SNOMED CT is a biomedical ontology with a hierarchical representation of large-scale concepts. Knowledge retrieval in SNOMED CT is critial for its application, but often proves challanging due to language ambiguity, synonyms, polysemies and so on. This problem is exacerbated when the queries are out-of-vocabulary (OOV), i.e., having no equivalent matchings in the ontology. In this work, we focus on the problem of hierarchical concept retrieval from SNOMED CT with OOV queries, and propose an approach based on language model-based ontology embeddings. For evaluation, we construct OOV queries annotated against SNOMED CT concepts, testing the retrieval of the most direct subsumers and their less relevant ancestors. We find that our method outperforms the baselines including SBERT and two lexical matching methods. While evaluated against SNOMED CT, the approach is generalisable and can be extended to other ontologies. We release code, tools, and evaluation datasets at https://github.com/jonathondilworth.

Features

  • Create new datasets to test agaisnt using make sample (requires manual annotation).

  • Re-use the provided retrievers and gpu_retrievers for knowledge retrieval. These support:

    • TF-IDF, BM25

    • SBERT

    • HiT and OnT (with hyperbolic distance and/or entity & concept subsumption)

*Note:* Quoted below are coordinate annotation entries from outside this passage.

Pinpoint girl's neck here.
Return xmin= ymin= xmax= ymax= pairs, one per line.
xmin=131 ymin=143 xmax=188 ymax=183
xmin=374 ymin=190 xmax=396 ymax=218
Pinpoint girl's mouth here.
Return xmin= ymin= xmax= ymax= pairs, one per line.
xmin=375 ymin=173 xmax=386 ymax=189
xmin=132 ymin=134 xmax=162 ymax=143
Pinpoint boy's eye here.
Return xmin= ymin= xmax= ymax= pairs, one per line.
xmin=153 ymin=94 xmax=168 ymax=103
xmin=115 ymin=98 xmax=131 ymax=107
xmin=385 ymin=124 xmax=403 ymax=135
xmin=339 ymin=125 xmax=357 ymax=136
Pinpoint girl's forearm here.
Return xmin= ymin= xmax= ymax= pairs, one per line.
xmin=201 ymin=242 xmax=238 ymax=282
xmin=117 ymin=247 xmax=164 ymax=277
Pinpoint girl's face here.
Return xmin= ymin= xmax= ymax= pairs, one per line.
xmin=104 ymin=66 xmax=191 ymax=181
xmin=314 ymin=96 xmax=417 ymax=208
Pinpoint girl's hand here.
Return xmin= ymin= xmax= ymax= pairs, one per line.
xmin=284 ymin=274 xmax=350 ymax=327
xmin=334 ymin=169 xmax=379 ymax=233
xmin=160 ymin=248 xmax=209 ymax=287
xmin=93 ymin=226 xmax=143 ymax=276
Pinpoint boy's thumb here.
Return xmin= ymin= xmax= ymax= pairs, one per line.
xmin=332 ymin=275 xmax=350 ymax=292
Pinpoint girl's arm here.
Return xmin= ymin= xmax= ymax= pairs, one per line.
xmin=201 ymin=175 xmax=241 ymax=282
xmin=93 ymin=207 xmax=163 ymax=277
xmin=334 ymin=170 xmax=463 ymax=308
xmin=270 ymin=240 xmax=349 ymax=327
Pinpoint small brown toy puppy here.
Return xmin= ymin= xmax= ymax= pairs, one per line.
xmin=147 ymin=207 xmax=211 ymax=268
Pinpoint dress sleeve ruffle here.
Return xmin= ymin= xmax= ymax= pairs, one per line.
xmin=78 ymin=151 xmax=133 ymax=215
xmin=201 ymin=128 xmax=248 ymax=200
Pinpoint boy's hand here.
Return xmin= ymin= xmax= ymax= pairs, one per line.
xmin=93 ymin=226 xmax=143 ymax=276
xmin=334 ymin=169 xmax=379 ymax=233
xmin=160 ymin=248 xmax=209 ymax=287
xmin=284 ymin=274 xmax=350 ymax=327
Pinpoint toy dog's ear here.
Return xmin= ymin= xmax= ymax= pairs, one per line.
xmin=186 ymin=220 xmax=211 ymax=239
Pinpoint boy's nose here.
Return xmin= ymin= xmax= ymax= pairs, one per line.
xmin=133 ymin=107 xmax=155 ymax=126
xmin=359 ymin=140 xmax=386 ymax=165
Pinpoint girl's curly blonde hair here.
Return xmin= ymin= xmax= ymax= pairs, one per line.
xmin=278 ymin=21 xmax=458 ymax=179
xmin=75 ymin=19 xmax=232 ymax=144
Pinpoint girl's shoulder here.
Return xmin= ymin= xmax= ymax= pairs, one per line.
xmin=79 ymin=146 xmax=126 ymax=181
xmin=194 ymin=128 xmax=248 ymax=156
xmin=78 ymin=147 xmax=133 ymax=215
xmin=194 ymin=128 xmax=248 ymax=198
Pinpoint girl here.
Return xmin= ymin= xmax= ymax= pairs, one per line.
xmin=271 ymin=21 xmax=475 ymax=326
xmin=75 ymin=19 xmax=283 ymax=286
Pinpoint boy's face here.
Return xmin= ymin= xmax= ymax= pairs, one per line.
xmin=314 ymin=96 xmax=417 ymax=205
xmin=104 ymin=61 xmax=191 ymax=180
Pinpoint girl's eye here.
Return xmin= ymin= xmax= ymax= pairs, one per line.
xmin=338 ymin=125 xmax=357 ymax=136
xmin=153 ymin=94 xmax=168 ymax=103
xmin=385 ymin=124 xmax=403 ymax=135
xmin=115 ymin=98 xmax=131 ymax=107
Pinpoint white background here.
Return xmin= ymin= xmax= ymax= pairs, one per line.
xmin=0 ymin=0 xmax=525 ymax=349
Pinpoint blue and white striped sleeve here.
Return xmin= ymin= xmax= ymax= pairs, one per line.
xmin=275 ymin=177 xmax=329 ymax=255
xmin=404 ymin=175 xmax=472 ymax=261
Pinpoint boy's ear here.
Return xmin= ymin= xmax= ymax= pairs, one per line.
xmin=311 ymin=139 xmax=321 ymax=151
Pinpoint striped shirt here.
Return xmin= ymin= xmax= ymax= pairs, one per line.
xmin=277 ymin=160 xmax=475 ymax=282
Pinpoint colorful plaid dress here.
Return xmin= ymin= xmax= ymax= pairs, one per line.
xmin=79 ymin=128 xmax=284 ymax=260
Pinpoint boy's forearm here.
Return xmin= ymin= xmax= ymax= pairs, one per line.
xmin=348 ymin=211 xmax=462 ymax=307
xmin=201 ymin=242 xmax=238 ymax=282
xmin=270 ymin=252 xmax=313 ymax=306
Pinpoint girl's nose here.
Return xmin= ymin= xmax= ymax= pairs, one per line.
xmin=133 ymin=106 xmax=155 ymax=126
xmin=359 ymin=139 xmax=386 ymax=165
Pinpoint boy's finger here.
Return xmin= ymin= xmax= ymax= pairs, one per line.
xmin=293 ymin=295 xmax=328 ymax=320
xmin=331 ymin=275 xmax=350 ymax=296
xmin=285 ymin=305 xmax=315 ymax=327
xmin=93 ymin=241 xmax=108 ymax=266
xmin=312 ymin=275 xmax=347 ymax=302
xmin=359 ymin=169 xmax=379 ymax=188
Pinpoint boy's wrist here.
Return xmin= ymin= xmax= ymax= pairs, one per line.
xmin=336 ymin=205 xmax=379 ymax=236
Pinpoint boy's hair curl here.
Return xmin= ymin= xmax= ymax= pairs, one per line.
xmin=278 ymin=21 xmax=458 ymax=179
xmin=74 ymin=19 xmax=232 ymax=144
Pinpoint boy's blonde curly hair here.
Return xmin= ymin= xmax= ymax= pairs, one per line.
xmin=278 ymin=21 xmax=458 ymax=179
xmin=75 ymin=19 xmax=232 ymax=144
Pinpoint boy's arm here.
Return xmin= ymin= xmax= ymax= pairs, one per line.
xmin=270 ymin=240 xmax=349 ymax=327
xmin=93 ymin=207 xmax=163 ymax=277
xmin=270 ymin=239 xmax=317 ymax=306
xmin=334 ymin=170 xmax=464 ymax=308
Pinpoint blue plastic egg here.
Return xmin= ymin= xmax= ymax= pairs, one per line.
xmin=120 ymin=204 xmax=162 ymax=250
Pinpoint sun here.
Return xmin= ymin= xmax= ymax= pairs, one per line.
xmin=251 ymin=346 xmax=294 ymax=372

  • Review experimental results.

Usage

See the included Makefile and the note under reproducability on deployment.

  • To initialise the repo on a remote machine, clone the repository with

    • git clone https://github.com/jonathondilworth/HR-OOV.git,

    • and cd HR-OOV. Then run make init and make env.

  • To process SNOMED CT, run make download-snomed and make process-snomed.

  • To process MIRAGE, run make download-mirage and make process-mirage.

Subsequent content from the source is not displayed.